Notice I didn't say "prophetic contrast." I said "prophetic criticism." The reason for this distinction is that the Yoder-Hauerwas vision of the church as "counter-polis" to the state, I think, has fallen on hard times. The church, by and large, is a mess. It's way too easy to describe the church in highly idealized terms as a "city set on a hill" as a counter-community to the state. To be clear, I do believe the church should embody and instantiate an alternative politics. But this attempt is fraught, ambiguous, and frankly, never really observed.   

So, the political role of the church isn't primarily to become a counter-community. Though that is always an aspiration given the collection of sinners on hand. The primary role is prophetic criticism and critique. As the steward of the gospel, the church declares the reign and kingdom of God and, given the fallenness of the Powers, this message is always delivered to the state and associated political powers as prophetic rebuke.

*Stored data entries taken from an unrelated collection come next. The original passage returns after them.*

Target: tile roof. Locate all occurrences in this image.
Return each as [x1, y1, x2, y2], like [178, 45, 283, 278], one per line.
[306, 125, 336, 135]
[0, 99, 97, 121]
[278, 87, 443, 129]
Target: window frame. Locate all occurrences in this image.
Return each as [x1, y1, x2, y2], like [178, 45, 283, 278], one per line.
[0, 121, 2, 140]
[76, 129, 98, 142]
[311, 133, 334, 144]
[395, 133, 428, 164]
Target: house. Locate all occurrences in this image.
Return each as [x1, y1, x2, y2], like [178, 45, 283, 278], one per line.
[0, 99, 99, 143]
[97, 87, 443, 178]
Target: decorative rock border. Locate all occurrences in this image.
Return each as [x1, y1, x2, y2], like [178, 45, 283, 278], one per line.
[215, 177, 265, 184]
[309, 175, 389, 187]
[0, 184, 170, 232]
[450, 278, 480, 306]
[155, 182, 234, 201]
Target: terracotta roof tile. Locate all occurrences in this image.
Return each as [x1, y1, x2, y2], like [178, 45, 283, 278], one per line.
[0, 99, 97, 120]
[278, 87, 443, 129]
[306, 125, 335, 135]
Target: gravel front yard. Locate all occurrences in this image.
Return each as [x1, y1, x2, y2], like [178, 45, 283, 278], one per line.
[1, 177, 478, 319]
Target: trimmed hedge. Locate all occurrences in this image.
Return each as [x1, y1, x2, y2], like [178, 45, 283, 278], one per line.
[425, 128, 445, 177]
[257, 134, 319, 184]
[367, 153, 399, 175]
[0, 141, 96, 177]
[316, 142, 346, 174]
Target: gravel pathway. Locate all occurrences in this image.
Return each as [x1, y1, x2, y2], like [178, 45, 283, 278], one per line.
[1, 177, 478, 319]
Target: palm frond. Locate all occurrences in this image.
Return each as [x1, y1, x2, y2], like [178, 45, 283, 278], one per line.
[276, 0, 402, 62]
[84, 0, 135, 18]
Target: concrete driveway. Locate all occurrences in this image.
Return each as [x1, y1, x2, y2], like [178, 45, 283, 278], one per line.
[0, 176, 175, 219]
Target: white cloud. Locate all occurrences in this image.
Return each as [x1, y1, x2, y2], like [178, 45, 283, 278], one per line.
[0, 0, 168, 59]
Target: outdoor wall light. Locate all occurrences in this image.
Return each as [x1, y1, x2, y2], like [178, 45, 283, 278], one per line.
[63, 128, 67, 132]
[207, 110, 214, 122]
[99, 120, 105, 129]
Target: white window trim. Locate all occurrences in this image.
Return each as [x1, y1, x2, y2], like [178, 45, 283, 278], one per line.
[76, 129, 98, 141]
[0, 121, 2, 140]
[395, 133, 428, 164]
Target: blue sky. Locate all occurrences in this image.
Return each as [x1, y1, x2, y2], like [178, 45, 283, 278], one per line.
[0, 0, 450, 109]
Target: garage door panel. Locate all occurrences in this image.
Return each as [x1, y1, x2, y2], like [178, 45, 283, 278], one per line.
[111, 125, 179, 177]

This is the primary political task of the church, to declare the kingship of Lord Jesus and fallenness of the Powers. 

A sketch of the biblical warrant for this view is as follows. First: the political disaster of Israel's monarchy and how that monarchy was established via a failure of faith in YHWH. Relatedly, Israel's entire prophetic tradition points to how every human rule, in its fallenness, must be met by the prophetic voice. Simply, if the political rule of Israel was idolatrous and unjust, no purported "Christian nation" should expect any different outcome. To Brad's question--"What if they ask?"--the answer from Israel is: "They might ask, but no nation in history ever listened." I'll say it plainly: any vision of "Christendom" is utopian.  

Beyond the evidence of Israel's exile, that no human rule can escape the judgment of God, there is also the New Testament witness about the current rebellion of the powers to the reign of Christ:
Then the end will come, when he hands over the kingdom to God the Father after he has destroyed all dominion, authority and power. For he must reign until he has put all his enemies under his feet. (1 Cor. 15.24-26)
Our current political situation is that Christ is at war with the rebellious powers. Every nation is currently crossing swords with Christ. Even self-proclaimed "Christian nations" are enemies of the Lamb, even when they have purported "Christian leaders" in charge. Thus, the primary political task of the church is to bear witness to this war, to make the rebellion of nation states salient and visible, and to proclaim the ultimate victory of the King of Kings. 

Pragmatically speaking, the first word a Christian has for his or her nation and political party is negative. Sustaining this prophetic negativity is the primary political activity of the church.